The Crime Victims' Fund is not taxpayers' money. The concept behind the Fund is smart and simple: We take fines levied on criminals and distribute the money to victims' service providers. So the Administration's proposal is wrongheaded and shows no sense of history.
In 1980, President Reagan first called for a national observance to recognize and honor victims of crimes, their families, and survivors. Victims' Rights Week, which is this week, also pays tribute to the thousands of community services providers that give critical support to victims every week of the year. Victims' Rights Week has since been proclaimed annually with ceremonies and observances in across the nation.
President Reagan's commitment to the rights of victims lead to the passage of the Victims of Crime Act, which in 1984 created the Crime Victims Fund.

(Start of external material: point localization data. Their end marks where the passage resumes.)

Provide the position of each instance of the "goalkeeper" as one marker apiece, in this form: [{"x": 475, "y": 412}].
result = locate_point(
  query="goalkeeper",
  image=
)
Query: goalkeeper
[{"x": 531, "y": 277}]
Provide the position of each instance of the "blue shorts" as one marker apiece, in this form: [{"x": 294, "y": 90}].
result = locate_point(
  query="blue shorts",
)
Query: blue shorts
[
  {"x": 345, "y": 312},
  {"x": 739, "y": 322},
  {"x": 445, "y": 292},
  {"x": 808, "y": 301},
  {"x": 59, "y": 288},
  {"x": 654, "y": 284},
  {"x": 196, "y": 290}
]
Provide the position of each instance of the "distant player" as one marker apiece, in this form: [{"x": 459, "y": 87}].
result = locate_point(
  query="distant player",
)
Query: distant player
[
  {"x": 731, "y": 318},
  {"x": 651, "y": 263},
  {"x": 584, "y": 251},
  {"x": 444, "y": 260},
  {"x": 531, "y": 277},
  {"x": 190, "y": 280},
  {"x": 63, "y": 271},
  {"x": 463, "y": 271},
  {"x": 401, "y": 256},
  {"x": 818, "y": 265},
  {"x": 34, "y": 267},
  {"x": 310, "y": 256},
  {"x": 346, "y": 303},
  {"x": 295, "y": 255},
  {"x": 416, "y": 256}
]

Yet, in spite of this history, this administration is trying to take that money, meant for victims, and place it in the general treasury. If the Administration succeeds, it will mean that those who deserve more - the victims' of crime and their families - will have less.
During the current session of Congress, along with my fellow Caucus co-chairs, I introduced a resolution that recognizes a fact that many Americans know all too well: Crime does not know any geographic, demographic or political boundary; it touches all of our communities. The Resolution expresses support for Victims' Rights Week and the Crime Victims' Fund, two legacies of President Reagan.
The Crime Victims Fund serves 3.8 million victims every year. It helps get beds in domestic violence shelters, ensure rape victims receive proper counseling and even helps families pay for funerals. Still the Fund is under attack from the Administration and that is wrong. As long as I am in Congress, I will fight any efforts that would effectively deny services to victims.
The Fund plays a crucial role in our local community's work to assist victims. Several groups here in Fresno rely on this funding source, including, the Fresno County Probation Department, the Marjaree Mason Center, the Rape Counseling Service of Fresno and the Comprehensive Youth Services organization..
These are great examples of the diverse types of organizations that receive funding - whether it is to provide health care, counseling or cover funeral expenses this funding is extremely useful in serving local communities.
Just this week, I have brought together over 100 members of Congress to demand the Fund is used for what President Reagan intended: to help victims who truly need and deserve assistance and to hold offenders accountable.
It is the primary job of public servants to protect our citizens from harm. The Crime Victims Fund is an expression of our commitment to that principal. Because of what it is and what it does, the Administration ought to leave the Crime Victims' Fund alone.